Domani, martedì 11 maggio, alle 11, i punti vendita dei 1.300 centri commerciali d’Italia manifesteranno contro le chiusure nei weekend con il gesto simbolico di abbassare le saracinesche per alcuni minuti.

Anche le attività legate a Confesercenti Campania aderiscono alla manifestazione. Si tratta di circa 1200 negozi distribuiti nei vari centri commerciali della regione che danno lavoro ad oltre 10mila lavoratori.

“E’ ora di dire basta – commenta Vincenzo Schiavo, presidente di Confesercenti Campania – a questa discriminazione tra le attività commerciali: 180 giorni di chiusura e dei weekend hanno messo in ginocchio le nostre attività presenti nei grandi e piccoli centri commerciali della Campania. Riteniamo che le regole debbano essere uguali per tutti, quindi le aperture consentite per i negozi a seconda dello status giallo o arancione delle regioni devono essere garantite anche alle attività dei centri commerciali, specie nel fine settimana e nei festivi e prefestivi in generale. Confesercenti sta pressando il Governo al fine di rivedere questa decisione. Capiamo e comprendiamo le restrizioni per garantire sicurezza e per scongiurare il contagio, ma non è corretto chiudere senza ragioni. Non dimentichiamo che le attività inserite nei centri commerciali hanno costi altissimi di fitti e di condominio. E c’è un’intera filiera in crisi, tenendo conto che non solo gli esercenti ma anche i dipendenti e i fornitori sono totalmente fermi. Sono diventati ormai troppi i giorni di chiusura. Non accettiamo apertura a singhiozzo solo in certe giornate, invochiamo regole certe, anche rigide nell’applicazione del protocollo anti-Covid, ma che consentono a tutti di aprire anche nei weekend. Far ripartire questa catena di attività è importante anche per dare ossigeno all’intera economia della nostra regione”.

L’iniziativa, che coinvolge in Italia oltre 30.000 negozi e supermercati, è promossa dalle Associazioni del commercio, ANCD-Conad, Confcommercio, Confesercenti, Confimprese, CNCC–Consiglio Nazionale dei Centri Commerciali e Federdistribuzione. Le sigle vogliono dar voce ai 780.000 lavoratori che chiedono l’immediata revoca delle misure restrittive che da oltre 6 mesi impongono la chiusura dei negozi nei festivi e prefestivi, i giorni più importanti della settimana, in termini di ricavi, e fondamentali per aiutare la ripresa economica delle attività commerciali e del Paese.

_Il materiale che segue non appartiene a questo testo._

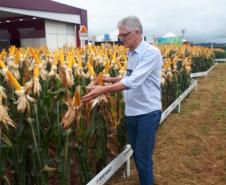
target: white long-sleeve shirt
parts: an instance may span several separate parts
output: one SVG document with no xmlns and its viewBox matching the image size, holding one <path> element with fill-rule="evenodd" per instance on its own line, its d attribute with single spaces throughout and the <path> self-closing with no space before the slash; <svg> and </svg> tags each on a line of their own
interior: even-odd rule
<svg viewBox="0 0 226 185">
<path fill-rule="evenodd" d="M 134 51 L 128 53 L 127 73 L 121 80 L 128 88 L 123 91 L 126 116 L 162 109 L 161 66 L 159 49 L 144 40 Z"/>
</svg>

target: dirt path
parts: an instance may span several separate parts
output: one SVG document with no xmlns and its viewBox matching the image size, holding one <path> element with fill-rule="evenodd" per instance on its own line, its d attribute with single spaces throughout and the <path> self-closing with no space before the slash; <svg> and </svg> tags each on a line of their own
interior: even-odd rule
<svg viewBox="0 0 226 185">
<path fill-rule="evenodd" d="M 226 185 L 226 64 L 199 79 L 160 127 L 154 162 L 157 185 Z M 108 184 L 139 184 L 134 164 L 131 177 L 117 176 Z"/>
</svg>

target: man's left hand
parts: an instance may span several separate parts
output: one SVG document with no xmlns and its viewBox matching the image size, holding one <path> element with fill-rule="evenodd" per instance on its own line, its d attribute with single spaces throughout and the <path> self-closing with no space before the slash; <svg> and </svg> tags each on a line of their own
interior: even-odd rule
<svg viewBox="0 0 226 185">
<path fill-rule="evenodd" d="M 86 88 L 88 91 L 90 91 L 88 94 L 86 94 L 85 96 L 82 97 L 82 102 L 83 103 L 86 103 L 102 94 L 105 93 L 105 88 L 104 86 L 100 86 L 100 85 L 97 85 L 97 86 L 88 86 Z"/>
</svg>

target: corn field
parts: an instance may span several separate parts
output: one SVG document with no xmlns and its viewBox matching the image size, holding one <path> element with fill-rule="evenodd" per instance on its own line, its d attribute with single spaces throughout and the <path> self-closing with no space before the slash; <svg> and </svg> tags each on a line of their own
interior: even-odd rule
<svg viewBox="0 0 226 185">
<path fill-rule="evenodd" d="M 213 65 L 211 49 L 159 46 L 163 109 Z M 86 184 L 126 142 L 122 93 L 82 104 L 90 84 L 123 76 L 127 49 L 16 48 L 0 54 L 0 184 Z"/>
</svg>

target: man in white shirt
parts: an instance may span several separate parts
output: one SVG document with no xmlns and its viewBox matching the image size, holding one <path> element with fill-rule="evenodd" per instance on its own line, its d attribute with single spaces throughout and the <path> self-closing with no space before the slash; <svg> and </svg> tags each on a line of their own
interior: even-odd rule
<svg viewBox="0 0 226 185">
<path fill-rule="evenodd" d="M 135 16 L 118 23 L 119 39 L 129 48 L 127 73 L 124 78 L 108 77 L 107 86 L 92 86 L 82 97 L 85 103 L 105 93 L 123 91 L 125 121 L 129 143 L 141 185 L 153 185 L 152 154 L 155 133 L 161 119 L 161 65 L 160 51 L 142 37 L 142 24 Z"/>
</svg>

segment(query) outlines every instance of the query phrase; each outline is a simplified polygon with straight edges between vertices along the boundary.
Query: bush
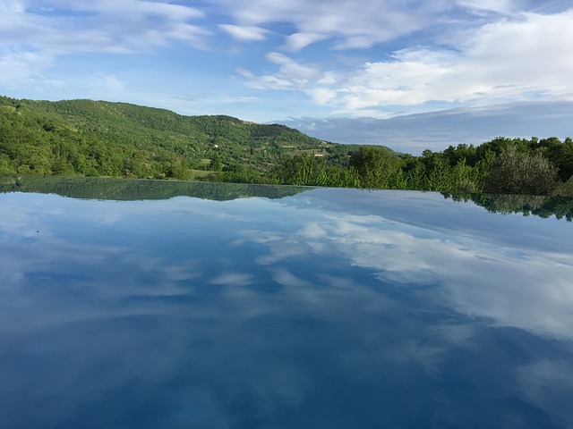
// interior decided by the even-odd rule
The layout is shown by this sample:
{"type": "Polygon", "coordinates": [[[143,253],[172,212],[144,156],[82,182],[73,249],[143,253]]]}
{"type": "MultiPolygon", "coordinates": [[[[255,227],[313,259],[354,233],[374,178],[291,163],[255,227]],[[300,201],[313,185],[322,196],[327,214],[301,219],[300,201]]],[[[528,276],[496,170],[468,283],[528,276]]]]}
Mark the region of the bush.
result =
{"type": "Polygon", "coordinates": [[[541,154],[509,146],[492,162],[483,191],[494,194],[548,195],[557,184],[557,168],[541,154]]]}

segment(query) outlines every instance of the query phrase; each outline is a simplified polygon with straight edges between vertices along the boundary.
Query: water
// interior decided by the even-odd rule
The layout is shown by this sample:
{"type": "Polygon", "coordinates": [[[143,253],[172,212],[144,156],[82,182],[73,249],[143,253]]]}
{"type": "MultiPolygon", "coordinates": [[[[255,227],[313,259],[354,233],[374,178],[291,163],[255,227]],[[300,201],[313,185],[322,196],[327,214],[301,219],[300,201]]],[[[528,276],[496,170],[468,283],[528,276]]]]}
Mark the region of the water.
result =
{"type": "Polygon", "coordinates": [[[0,427],[573,426],[565,219],[201,186],[0,194],[0,427]]]}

Sempre nella giornata di domani, una delegazione dei vertici delle Associazioni del commercio sarà presente a Roma per un confronto con alcuni esponenti politici sulla questione delle riaperture.

– Claudia Monaco –

 

 

4 Commenti

  1. Loredana says:

    La domenica é fatta per godersi la famiglia ed inoltre, lavorando io in un centro commerciale, e tutte le domeniche, posso asserire che é per lo più passeggio e confusione… DOMENICHE CHIUSE PER SEMPRE! Esisto luoghi all aperto per i cazzeggi e passeggiate!

  2. MASSIMILIANO APRILE says:

    Trovo giusto manifestare per far sentire le proprie necessità. Ma ritengo stra opportuno tener chiusi i negozi in generale almeno la domenica. Si può fare tanto alla domenica non penso sia una priorità passeggiare nei centri .

  3. Marianna says:

    In molte città, anche di una certa “importanza “i centri commerciali la domenica sono chiusi. Perché non pensare di abituare il cliente e dare la possibilità a, chi ci lavora, di passare la domenica con la propria famiglia, i propri figli, insomma lasciar vivere?

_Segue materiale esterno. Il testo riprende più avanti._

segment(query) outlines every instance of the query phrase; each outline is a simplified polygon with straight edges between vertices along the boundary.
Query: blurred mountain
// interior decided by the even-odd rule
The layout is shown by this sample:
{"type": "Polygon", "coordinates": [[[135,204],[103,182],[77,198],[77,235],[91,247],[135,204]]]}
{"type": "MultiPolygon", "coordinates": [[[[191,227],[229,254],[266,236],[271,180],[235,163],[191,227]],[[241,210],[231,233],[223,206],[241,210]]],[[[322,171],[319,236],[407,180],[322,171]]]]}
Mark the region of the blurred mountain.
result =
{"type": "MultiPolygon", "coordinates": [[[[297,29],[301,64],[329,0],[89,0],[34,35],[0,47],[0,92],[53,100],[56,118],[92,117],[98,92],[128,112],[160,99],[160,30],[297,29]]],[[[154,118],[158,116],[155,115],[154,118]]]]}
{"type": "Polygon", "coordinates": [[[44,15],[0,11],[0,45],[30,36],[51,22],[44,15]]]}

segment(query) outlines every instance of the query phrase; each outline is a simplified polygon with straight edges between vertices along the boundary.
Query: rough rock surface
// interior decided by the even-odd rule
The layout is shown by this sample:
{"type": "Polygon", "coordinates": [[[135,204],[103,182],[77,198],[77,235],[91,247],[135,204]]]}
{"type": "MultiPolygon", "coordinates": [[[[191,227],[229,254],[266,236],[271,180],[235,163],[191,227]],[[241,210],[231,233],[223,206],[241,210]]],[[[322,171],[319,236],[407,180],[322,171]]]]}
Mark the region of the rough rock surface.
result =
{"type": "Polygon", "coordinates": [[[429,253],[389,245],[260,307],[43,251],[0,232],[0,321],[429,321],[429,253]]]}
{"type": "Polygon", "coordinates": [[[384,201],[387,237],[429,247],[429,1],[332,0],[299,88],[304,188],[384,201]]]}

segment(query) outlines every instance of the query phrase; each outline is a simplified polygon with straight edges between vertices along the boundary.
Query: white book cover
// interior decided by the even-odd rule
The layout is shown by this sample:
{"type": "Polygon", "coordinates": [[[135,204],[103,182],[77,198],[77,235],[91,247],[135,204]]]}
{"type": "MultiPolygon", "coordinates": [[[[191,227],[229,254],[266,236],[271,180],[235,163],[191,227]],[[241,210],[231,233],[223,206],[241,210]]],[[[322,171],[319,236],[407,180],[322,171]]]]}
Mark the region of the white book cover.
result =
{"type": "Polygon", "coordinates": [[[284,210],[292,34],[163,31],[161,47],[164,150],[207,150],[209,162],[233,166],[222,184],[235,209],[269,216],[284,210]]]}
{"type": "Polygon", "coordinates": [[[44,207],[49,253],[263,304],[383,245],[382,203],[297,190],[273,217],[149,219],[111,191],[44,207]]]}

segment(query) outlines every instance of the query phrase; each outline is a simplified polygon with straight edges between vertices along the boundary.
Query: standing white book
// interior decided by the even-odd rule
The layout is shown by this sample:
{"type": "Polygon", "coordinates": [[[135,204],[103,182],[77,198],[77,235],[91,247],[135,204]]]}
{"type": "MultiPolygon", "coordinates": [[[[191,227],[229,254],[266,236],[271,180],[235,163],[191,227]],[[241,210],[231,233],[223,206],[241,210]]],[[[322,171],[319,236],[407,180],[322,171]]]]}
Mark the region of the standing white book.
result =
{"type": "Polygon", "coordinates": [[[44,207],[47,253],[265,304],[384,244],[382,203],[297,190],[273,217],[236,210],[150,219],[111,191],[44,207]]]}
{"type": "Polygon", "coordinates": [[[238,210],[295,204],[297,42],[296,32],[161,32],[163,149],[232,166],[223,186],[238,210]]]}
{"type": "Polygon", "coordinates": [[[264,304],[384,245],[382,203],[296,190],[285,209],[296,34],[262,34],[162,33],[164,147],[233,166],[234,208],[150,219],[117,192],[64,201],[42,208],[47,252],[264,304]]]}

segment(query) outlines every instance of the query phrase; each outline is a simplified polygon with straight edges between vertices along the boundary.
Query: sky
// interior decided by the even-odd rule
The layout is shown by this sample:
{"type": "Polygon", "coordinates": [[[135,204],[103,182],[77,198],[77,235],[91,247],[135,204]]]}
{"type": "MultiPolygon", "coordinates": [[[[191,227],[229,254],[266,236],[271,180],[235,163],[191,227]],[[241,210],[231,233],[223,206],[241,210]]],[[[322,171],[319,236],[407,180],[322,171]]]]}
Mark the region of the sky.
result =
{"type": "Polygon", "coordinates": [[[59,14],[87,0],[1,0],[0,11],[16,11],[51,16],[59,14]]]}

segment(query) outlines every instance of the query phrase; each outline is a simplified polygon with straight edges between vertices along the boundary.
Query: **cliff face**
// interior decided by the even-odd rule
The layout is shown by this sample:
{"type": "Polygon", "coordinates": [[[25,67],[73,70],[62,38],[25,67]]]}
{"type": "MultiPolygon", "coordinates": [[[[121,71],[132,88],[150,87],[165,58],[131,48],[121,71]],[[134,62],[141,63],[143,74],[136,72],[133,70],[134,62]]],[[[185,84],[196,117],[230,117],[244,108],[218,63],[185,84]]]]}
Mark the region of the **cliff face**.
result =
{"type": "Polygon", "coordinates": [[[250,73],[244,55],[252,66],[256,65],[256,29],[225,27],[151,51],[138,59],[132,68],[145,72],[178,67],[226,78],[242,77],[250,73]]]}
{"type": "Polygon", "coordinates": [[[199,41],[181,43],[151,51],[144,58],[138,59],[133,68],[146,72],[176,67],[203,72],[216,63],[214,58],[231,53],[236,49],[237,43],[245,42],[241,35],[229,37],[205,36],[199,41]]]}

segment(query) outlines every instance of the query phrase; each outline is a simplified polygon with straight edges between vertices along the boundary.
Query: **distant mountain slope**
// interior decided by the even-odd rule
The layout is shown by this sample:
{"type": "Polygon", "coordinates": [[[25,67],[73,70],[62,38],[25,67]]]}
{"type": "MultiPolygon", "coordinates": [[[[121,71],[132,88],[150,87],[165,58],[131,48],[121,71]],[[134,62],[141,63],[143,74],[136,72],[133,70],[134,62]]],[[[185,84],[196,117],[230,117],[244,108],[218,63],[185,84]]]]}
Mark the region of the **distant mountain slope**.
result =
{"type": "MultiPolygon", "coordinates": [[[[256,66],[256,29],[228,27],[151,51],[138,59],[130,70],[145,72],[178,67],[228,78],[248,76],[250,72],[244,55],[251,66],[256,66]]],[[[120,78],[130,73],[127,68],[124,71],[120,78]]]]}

    • Cara si fanno i turni. Non si lavora tutte le domeniche su 4/5 domeniche al mese (8/10 turni) io faccio tre/quattro turni (tre/quattro mezze domeniche) ho tante altre domeniche per passare insieme alla ima famiglia. E poi perchè dovrei rinunciare allo straordinario? Nel caso in cui non viene pagato (e ce ne sono) ti posso dare ragione ma nel caso in cui viene pagato perchè rinunciare? Io prendo 700 euro con 6 turni alla settimana. Le domeniche sono straordinari, quindi soldi in più che entrano e che in questi tempi fanno comodo. E poi, guarda caso, la maggior parte delle persone vengono i sabato pomeriggio e le domeniche pomeriggio. Se volete i negozi chiusi la domenica almeno siate coerenti, non ci andate.